La alquimia no solo fue una protoquímica o un arte esotérico. Fue, sobre todo, un lenguaje simbólico para describir procesos de transformación espiritual. En ese contexto, la música no era mero entretenimiento, era una ciencia vibracional. En el corpus hermético, el universo es armonía, y el ser humano, un microcosmos afinado o desafinado respecto al todo. Así, "afinarse" no era una metáfora poética, sino una operación real.
El Musica Universalis, o música de las esferas, fue una de las ideas más queridas por los alquimistas renacentistas.

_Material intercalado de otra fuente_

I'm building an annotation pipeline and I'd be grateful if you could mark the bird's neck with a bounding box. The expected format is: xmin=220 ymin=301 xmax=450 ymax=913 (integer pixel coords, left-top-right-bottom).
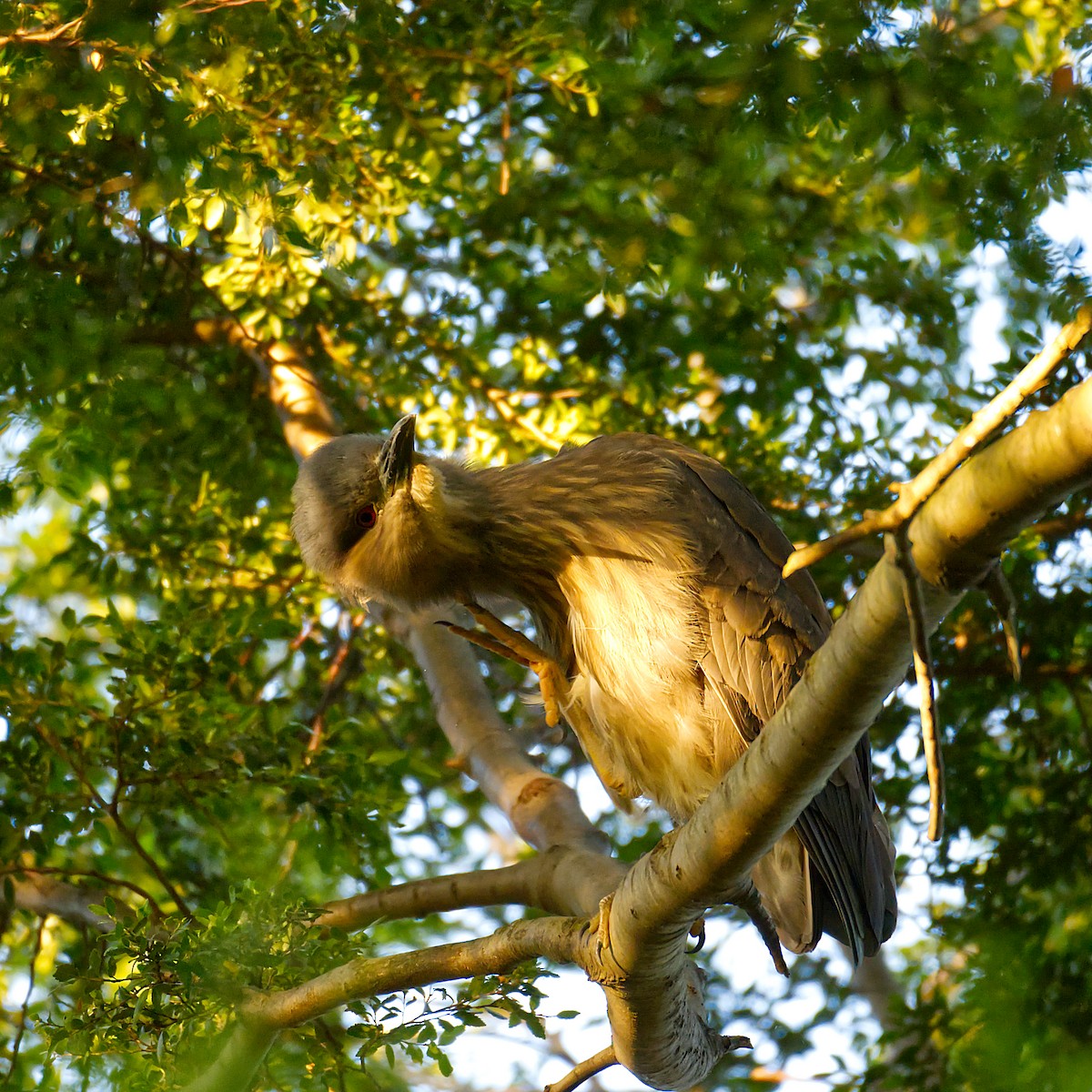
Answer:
xmin=430 ymin=463 xmax=578 ymax=655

Según esta visión, los planetas emitían sonidos inaudibles para el oído humano, pero perceptibles para el alma. Esa armonía celeste servía como modelo para la vida virtuosa. El alquimista debía resonar con el cosmos para alcanzar la magnum opus, la gran obra.
También encontramos en la alquimia el principio de la correspondencia: "como es arriba, es abajo". En términos musicales, esto sugiere que la estructura armónica de una composición puede reflejar —y afectar— estructuras internas, psíquicas y espirituales. La música, entonces, no solo describe una emoción, la transforma. Una melodía puede "calcinar" pensamientos, "disolver" ansiedades, "coagular" intuiciones.

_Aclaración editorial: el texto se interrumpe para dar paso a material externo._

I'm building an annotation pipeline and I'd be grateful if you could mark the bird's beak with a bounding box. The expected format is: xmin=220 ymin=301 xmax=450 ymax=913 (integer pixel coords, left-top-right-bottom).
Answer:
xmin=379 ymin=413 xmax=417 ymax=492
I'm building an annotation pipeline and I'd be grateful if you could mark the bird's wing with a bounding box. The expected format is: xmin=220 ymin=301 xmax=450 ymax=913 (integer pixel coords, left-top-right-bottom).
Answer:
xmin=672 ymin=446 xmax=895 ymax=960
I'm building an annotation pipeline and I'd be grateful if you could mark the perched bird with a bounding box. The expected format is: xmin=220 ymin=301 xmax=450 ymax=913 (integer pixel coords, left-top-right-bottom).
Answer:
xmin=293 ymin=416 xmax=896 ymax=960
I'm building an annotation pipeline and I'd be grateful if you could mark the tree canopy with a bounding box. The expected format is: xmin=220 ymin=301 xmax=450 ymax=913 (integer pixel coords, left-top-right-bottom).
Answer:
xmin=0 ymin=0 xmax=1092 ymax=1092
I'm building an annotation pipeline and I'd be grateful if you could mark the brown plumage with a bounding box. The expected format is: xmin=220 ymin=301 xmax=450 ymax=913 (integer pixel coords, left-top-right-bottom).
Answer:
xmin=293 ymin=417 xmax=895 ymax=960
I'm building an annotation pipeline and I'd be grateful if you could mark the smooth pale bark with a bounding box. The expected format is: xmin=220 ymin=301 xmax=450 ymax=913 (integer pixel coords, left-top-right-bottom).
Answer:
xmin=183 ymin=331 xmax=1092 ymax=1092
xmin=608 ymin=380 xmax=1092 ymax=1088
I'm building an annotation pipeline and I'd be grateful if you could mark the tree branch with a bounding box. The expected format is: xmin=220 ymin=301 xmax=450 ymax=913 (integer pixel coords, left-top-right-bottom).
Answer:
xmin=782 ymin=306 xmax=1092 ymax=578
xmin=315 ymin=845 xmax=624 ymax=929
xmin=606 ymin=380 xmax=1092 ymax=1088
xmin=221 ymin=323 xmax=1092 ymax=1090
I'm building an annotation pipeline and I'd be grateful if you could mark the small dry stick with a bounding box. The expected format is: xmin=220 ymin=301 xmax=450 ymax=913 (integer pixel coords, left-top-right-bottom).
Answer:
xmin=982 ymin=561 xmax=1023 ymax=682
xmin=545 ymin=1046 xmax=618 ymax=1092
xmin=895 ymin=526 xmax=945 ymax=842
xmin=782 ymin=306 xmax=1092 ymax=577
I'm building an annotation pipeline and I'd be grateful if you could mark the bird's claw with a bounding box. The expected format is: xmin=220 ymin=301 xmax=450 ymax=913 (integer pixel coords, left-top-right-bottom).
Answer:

Muchos alquimistas practicaban música o trabajaban con sonidos como parte de sus rituales. Paracelso, por ejemplo, sostenía que ciertos tonos y palabras podían influir sobre la materia sutil del cuerpo. Más adelante, figuras como Athanasius Kircher buscaron codificar los efectos físicos y espirituales de la música desde una mirada casi alquímica.
Hoy, cuando la música se consume de forma masiva, rápida y despersonalizada, recuperar esta visión puede parecer anacrónico. Pero quizás sea justo lo contrario, resulta necesario. Volver a pensar la música no solo como consumo, sino como proceso de transmutación, puede reconectarnos con un arte que no solo acompaña el cambio, sino que lo provoca.
Escuchar una pieza no es simplemente dejar que suene, es permitir que algo en nosotros se reorganice. Tocar un instrumento es ejercer un poder creador. Cantar es invocar. La música, vista desde la alquimia, no es decoración, es fuego. Y como el fuego, puede transformar el plomo cotidiano en oro consciente.